The arthroscopic group (n = 20) had a significantly younger mean age (35.4 ± 11.0 years) compared to the open surgery group (n = 12, 48.9 ± 10.6 years). Both groups showed significant improvement in joint function, ROM, pain reduction, and disability scores, with no significant difference between groups.
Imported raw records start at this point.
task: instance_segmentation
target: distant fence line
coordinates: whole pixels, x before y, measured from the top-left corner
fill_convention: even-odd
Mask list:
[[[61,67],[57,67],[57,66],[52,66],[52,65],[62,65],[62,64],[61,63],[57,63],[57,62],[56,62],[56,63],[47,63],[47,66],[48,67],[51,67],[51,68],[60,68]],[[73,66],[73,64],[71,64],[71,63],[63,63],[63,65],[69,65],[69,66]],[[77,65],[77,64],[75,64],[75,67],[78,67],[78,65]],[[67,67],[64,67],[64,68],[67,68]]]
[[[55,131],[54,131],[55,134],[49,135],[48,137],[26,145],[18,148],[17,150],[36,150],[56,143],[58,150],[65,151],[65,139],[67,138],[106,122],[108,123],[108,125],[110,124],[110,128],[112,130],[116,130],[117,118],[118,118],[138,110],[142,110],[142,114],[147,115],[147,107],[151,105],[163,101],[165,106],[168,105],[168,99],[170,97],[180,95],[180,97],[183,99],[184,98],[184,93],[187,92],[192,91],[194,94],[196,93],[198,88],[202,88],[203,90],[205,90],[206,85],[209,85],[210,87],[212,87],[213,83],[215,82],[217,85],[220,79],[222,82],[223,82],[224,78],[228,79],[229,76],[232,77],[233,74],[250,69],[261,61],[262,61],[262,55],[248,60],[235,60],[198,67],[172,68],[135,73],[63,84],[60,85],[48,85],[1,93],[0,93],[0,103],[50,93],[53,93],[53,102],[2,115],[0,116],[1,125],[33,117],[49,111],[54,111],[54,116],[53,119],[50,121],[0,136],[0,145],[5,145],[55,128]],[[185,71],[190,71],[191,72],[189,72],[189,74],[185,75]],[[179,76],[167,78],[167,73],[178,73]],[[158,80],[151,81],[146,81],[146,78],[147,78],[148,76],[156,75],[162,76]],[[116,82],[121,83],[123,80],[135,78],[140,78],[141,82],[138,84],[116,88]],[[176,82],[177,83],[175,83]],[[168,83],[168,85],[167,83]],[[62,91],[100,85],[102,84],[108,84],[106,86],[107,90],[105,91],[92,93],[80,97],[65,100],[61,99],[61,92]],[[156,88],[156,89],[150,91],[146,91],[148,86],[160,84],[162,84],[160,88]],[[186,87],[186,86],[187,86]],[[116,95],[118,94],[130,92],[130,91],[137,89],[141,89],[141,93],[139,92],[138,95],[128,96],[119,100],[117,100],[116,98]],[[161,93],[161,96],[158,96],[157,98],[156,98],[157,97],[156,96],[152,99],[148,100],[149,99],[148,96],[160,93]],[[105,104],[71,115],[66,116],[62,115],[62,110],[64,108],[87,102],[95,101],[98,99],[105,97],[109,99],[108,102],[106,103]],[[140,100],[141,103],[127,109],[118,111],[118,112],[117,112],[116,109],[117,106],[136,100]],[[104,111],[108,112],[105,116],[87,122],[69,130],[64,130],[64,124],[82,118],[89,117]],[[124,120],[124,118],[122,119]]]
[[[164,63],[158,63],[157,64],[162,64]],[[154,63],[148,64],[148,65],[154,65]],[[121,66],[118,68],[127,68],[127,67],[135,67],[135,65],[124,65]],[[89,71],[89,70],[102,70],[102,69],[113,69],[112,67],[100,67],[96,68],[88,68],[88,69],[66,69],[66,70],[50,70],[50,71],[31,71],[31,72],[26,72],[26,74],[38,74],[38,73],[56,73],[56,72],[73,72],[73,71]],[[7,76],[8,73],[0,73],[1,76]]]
The relapse rate was slightly higher in the open surgery group (33.3%) compared to the arthroscopic group (25%), but the difference was not statistically significant.
The clinical outcomes of both arthroscopic and open surgical approaches were equivocal, with both techniques leading to significant improvements in knee function, ROM, pain reduction, and overall disability. Arthroscopy is recommended as a first-line option for younger or less severely affected patients, whereas open surgery remains necessary for complex cases. Further studies are needed to refine treatment strategies.
膝关节化脓性关节炎(SA)是一种严重疾病,需要及时干预。关节镜手术和开放手术方法之间的选择仍存在争议。本研究比较了这两种手术技术在治疗膝关节SA中的临床结果。主要目的是比较关节镜手术组和开放手术组之间额外手术干预的必要性。次要结果包括通过总白细胞计数(TLC)测量的活动范围(ROM)、疼痛减轻、功能改善和感染控制。
这项回顾性研究纳入了32例诊断为急性原发性膝关节SA的成年患者,他们于2022年1月至2024年11月在一所印度政府医学院接受了关节镜手术或开放手术冲洗。收集了人口统计学、临床表现、实验室结果和手术细节的数据。术后,对患者进行ROM、疼痛减轻(视觉模拟量表)、功能改善(WOMAC)和TLC评估。使用Jamovi v2.3.28进行统计分析。
关节镜手术组(n = 20)的平均年龄(35.4±11.0岁)明显低于开放手术组(n = 12,48.9±10.6岁)。两组在关节功能、ROM、疼痛减轻和残疾评分方面均有显著改善,组间无显著差异。开放手术组的复发率(33.3%)略高于关节镜手术组(25%),但差异无统计学意义。
关节镜手术和开放手术方法的临床结果不明确,两种技术均能使膝关节功能、ROM、疼痛减轻和总体残疾状况得到显著改善。对于年轻或病情较轻的患者,建议将关节镜检查作为一线选择,而对于复杂病例,开放手术仍然是必要的。需要进一步研究以完善治疗策略。